UT team develops wearable technology for atmospheric water harvesting

In The Air

Engineers at the University of Texas at Austin have developed a prototype jacket that harvests clean drinking water directly from the atmosphere, and it works even in the driest desert conditions.

The research, published in Science Advances, marks the latest milestone in nearly a decade of work by materials scientist and chair professor Guihua Yu and his team at the Cockrell School of Engineering's Walker Department of Mechanical Engineering and Texas Materials Institute. The wearable technology marks a significant leap: instead of a bulky, stationary machine, this jacket does the work.

Photo courtesy of UT Austin

"We have been working on atmospheric water harvesting technology for a number of years," Yu says. "This current version is even more wearable. We're transitioning from conventional, more stationary water harvesting to something truly portable and personal."

Yu's lab first published work on hydrogel-based water harvesting around 2019, and the jacket is the latest evolution of that platform, now called AirGel. Last year, the broader AirGel invention won the top prize in the graduate category of the National Collegiate Inventors Competition.

The jacket is woven with specially engineered hydrogel fibers; ultra-porous materials that attract and absorb moisture from the surrounding air much like a household desiccant. Unlike a desiccant, the material doesn't require intense heat to release that water. The hydrogel is thermally responsive, meaning a modest rise in temperature — even from mild solar heating — is enough to release the water it has captured.

Condenser test in AustinSo, somebody would be wearing the jacket, or perhaps carrying this gel-like textile as a blanket, as it passively absorbs moisture from the air. Then they would detach the textile panels and place them into a small, portable collector unit; essentially a compact heater. The water evaporates out of the textile, condenses inside the collector, and drips out as clean, drinkable water.

"It immediately becomes drinkable because it already goes through the distillation process," Yu explains.

In trials, the jacket produced between 400 and 900 milliliters of water per day depending on humidity, or roughly 14-30 ounces, nearly a quart, depending on the air's humidity. With one kilogram of the textile, the researchers found they could generate approximately 3.7-4 liters of water in arid conditions, and potentially double that in humid ones. So far, the team has tried the jacket out in very dry, semi-dry, and humid areas, and the jacket was able to pull water from each climate.
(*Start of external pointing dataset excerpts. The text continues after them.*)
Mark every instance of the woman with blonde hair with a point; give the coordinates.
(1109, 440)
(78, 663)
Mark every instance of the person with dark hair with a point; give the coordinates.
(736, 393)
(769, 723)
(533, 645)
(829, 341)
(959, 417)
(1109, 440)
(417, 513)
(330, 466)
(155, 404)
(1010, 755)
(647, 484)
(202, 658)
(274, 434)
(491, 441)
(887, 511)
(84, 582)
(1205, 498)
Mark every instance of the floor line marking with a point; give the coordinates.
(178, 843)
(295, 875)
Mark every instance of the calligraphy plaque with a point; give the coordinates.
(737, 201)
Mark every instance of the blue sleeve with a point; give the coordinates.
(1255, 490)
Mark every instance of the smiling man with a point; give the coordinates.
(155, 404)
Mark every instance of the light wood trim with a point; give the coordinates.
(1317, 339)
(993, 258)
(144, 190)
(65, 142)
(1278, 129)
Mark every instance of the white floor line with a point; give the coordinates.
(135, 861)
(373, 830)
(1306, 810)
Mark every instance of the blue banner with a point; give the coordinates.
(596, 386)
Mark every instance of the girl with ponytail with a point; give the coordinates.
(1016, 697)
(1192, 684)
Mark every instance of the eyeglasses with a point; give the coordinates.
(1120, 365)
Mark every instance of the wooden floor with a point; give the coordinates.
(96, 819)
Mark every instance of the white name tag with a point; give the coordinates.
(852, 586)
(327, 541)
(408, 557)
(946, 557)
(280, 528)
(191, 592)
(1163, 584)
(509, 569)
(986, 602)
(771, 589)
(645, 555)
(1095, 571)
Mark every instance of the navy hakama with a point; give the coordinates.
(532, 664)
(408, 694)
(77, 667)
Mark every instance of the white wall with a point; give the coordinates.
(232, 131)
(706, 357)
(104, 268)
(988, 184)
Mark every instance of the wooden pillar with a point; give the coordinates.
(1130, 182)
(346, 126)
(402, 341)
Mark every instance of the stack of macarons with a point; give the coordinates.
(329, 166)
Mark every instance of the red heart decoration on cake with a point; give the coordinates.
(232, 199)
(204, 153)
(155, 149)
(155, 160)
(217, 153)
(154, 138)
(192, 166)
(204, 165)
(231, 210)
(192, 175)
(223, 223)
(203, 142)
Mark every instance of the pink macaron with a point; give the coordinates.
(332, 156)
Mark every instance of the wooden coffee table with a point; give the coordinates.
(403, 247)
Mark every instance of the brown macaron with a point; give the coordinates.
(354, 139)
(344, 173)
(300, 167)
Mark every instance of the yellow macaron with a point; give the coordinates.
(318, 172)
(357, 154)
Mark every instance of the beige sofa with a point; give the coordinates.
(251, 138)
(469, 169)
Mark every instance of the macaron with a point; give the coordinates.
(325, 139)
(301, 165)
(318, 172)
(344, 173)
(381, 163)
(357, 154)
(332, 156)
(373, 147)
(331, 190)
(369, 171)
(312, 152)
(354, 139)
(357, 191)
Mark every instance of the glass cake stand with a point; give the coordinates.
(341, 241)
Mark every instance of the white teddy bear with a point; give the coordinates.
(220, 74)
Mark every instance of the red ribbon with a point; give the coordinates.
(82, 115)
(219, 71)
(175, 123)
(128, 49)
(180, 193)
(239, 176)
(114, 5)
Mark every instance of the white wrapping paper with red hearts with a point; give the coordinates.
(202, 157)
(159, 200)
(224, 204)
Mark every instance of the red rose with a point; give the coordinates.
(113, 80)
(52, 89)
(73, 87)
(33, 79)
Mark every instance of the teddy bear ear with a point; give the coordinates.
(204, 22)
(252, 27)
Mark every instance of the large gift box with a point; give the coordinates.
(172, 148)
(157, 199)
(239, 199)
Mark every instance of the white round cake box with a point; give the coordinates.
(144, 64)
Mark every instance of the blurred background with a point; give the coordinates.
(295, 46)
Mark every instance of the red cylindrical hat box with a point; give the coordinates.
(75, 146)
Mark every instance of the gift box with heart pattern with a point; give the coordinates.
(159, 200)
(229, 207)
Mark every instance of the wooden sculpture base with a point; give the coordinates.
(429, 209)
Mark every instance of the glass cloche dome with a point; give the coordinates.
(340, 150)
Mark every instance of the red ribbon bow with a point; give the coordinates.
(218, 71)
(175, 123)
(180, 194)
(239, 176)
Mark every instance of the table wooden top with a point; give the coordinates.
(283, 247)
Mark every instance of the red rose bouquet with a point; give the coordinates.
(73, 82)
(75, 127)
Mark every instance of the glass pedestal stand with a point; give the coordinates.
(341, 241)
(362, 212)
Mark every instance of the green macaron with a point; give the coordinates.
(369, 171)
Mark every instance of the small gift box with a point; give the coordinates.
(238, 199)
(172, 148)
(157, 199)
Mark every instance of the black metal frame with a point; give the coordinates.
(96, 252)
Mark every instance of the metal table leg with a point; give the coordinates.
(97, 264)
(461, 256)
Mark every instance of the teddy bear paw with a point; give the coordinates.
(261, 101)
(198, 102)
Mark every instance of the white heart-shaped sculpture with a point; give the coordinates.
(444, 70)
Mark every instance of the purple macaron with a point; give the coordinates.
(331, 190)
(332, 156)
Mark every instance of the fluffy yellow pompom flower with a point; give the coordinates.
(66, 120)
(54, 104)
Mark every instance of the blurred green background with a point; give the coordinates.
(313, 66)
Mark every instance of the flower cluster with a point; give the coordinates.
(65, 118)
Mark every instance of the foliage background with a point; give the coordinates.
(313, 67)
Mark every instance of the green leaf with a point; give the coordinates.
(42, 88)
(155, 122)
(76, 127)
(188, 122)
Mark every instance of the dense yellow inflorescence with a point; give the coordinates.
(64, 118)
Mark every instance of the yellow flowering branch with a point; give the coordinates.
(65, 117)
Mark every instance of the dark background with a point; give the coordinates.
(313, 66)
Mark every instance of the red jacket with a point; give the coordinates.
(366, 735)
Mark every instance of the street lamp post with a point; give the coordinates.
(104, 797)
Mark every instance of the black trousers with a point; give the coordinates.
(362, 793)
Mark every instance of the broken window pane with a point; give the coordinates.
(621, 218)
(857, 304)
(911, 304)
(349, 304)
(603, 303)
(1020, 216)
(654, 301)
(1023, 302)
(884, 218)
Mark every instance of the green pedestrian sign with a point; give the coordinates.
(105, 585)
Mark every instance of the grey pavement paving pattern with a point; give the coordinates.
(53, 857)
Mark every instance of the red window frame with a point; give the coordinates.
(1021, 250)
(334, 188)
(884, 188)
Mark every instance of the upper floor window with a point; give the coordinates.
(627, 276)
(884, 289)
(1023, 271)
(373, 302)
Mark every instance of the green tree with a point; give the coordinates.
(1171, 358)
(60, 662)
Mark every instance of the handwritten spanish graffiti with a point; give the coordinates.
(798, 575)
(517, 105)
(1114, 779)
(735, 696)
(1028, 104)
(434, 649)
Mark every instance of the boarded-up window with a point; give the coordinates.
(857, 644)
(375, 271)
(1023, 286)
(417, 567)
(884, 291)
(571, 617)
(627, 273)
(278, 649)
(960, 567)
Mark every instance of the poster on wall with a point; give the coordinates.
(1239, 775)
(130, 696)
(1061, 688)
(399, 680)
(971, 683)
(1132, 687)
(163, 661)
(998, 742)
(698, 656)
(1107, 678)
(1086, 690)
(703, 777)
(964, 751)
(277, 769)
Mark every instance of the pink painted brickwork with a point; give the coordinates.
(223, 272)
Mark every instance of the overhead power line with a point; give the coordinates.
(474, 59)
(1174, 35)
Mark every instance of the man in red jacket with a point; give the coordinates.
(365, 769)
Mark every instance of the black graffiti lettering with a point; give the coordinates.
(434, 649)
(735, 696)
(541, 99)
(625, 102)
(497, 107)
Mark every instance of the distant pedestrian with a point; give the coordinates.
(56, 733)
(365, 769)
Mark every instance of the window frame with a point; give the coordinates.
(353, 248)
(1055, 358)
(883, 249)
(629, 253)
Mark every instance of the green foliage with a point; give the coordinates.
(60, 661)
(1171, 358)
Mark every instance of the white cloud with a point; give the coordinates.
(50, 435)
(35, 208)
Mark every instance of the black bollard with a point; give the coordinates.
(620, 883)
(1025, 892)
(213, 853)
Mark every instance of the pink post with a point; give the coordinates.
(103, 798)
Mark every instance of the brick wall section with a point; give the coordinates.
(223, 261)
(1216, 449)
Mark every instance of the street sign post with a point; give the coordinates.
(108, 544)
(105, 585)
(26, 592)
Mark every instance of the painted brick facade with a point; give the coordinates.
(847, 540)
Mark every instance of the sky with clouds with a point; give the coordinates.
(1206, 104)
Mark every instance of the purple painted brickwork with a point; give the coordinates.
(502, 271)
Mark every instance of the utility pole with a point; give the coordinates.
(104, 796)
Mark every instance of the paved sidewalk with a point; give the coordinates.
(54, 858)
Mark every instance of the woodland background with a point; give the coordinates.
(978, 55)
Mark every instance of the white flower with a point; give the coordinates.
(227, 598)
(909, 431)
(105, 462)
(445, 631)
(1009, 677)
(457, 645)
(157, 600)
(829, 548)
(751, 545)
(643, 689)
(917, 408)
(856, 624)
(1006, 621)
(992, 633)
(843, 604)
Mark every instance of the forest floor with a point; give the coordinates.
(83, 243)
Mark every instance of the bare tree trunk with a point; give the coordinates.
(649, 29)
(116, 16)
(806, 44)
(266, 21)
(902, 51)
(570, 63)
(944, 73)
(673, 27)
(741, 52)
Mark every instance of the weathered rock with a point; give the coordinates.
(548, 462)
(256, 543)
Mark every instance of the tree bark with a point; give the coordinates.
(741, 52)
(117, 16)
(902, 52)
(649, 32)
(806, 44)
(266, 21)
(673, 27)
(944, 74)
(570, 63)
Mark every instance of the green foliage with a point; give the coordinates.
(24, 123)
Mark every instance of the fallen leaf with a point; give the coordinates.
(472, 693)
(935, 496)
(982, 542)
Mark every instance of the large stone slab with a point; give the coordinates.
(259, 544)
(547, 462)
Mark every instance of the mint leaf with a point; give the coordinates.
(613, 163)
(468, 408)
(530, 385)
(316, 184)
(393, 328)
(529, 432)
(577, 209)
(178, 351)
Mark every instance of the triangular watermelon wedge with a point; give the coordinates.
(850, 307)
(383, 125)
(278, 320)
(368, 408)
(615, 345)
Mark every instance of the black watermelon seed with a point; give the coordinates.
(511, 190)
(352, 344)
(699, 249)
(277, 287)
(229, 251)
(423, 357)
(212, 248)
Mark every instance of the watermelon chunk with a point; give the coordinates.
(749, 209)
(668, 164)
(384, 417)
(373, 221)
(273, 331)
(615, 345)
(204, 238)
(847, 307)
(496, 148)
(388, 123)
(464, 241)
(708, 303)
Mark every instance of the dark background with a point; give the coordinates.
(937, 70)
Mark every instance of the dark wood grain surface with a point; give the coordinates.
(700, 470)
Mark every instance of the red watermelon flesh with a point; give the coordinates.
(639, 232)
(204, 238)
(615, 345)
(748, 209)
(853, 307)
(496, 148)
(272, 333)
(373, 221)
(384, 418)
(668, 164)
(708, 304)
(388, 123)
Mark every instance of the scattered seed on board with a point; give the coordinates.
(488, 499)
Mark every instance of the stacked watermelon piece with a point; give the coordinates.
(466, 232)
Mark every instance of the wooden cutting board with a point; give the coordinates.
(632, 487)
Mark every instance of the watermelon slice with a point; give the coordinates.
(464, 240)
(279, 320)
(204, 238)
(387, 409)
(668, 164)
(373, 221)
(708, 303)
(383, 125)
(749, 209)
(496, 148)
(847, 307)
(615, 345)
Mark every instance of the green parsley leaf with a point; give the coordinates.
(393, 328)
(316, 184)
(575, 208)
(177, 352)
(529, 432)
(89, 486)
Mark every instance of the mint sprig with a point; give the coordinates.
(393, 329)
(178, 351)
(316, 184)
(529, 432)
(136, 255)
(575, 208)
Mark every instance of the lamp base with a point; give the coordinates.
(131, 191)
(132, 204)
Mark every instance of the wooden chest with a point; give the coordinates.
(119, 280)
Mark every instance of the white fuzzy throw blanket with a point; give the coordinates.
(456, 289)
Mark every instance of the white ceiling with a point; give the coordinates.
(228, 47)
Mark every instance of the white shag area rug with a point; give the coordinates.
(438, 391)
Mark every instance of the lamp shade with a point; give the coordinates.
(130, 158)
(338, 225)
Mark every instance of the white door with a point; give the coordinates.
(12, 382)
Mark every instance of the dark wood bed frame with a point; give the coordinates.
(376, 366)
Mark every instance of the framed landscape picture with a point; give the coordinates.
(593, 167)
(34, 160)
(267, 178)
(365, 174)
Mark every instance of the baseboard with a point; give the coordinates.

Lead researcher Chuxin Lei, a postdoctoral researcher on Yu's team and co-author on the paper, says the goal was to rethink who this technology could serve.

Portable bag contents

"Many current [atmospheric water harvesting] systems are still built as rigid or stationary platforms, making them less suitable for people who are moving, working outdoors, or operating in some remote environment. This lead us to ask whether we could build a water harvesting system that could become more like clothing — light, wearable, flexible, and naturally suited for personal use," Lei says.

The potential applications are wide-ranging. Yu's team has previously worked with the Department of Defense on water solutions for soldiers, where water logistics can be dangerous and costly. The technology could also serve hikers, emergency responders, disaster relief workers, and agricultural and field workers. Anyone who needs clean water on the go and far from infrastructure.

The team also sees a potential future where the technology complements large-scale centralized water systems rather than replacing them.

"Our solution cannot be a universal solution for all," Yu acknowledges. "But I think it's an extremely important alternative."

For now, the jacket is still a laboratory prototype, but Yu and Lei are optimistic. With the right industry partnerships, they say, the technology could realistically reach commercial scale within three to five years.